There are analytical challenges involved with all types of chemical analyses. Since different gradients in water quality are observed between different sampling locations such as landfill sites, marshes, storm drains, lakes and drinking water, we need to be capable of analyzing a wide range of values. Challenges that the lab may encounter include:

  • Ways to sample the chemical to be analyzed.
  • Ways to separate the chemical from the matrix for analysis.
  • Achieving low level detection limits.

Non-Detect Samples

Sometimes samples analyzed fall below the minimum reportable level of the lab. These samples are called “non-detects” and are classified as being present at a concentration below the minimum reportable level.

For example, if the lab detection limit was 2 mg/L and the water sample had a lower concentration than 2 mg/L, the sample concentration would be reported as < 2 mg/L.

The York-Durham Regional Environmental Laboratory has improved their analytical techniques to achieve lower detection limits for water quality nutrients such as total phosphorus (TP Detection limit = 3 mg/L), soluble reactive phosphorus (SRP Detection limit = 2 mg/L), nitrite (NO2 Detection limit = 1 mg/L), and ammonia (NH3 Detection limit = 8 mg/L). Sometimes our samples fall even below these limits.

Depending on the distance from shore and whether the samples were taken from the top or the bottom of the lake, many samples fall below the detection limit of commercial labs. Of all the lake samples analyzed in this project, the percentage of non-detects was high for ammonia (26%), E coli (29%), total phosphorus (22%), soluble reactive phosphorus (79%), and suspended solids (58%).

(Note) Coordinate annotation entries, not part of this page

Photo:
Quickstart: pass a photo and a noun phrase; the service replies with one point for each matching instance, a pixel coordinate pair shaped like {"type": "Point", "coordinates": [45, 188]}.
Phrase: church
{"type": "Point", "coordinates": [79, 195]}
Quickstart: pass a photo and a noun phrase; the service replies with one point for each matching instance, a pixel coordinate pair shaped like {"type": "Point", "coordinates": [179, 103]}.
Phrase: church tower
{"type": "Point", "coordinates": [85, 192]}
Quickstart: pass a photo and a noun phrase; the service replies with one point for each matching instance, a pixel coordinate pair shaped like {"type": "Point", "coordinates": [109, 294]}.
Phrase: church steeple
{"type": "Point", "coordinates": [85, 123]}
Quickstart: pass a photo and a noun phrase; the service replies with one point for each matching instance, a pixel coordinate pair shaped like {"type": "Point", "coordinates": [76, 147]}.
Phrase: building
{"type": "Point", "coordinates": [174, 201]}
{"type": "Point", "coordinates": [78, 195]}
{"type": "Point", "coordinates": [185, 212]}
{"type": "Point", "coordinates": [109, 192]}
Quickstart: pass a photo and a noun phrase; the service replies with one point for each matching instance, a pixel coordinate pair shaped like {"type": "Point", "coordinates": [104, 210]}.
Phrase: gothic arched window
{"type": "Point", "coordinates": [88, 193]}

Of all the samples taken, most of the sites with concentrations below detection were located at distances greater than 1 km from the shore in the spring and fall, especially at the bottom of the lake. However, concentrations at sites less than 1 km from the shore were also below detection limits, similar to the percentage of samples listed above.

The University of Waterloo completed a study in 2008 using the same sampling locations as TRCA and generally taking samples within one day of when TRCA sampled. University Labs are extremely specialized and able to reach very low phosphorus detection limits, even lower than commercial labs.

If we assume that there are no major differences between the nutrient inputs, the climate, and the physical features in the lake between the day that the University sampled and the day when TRCA sampled, we can narrow down the concentration range of our non-detects. For example, at sites where TRCA had soluble reactive phosphorus non-detects, approximately 60% of the University of Waterloo samples were between 1 and 2 mg/L.

Chain of Custody and Analyzing Samples

The following image illustrates the chain of events that occurs between sample collection and receiving the water quality results from the lab.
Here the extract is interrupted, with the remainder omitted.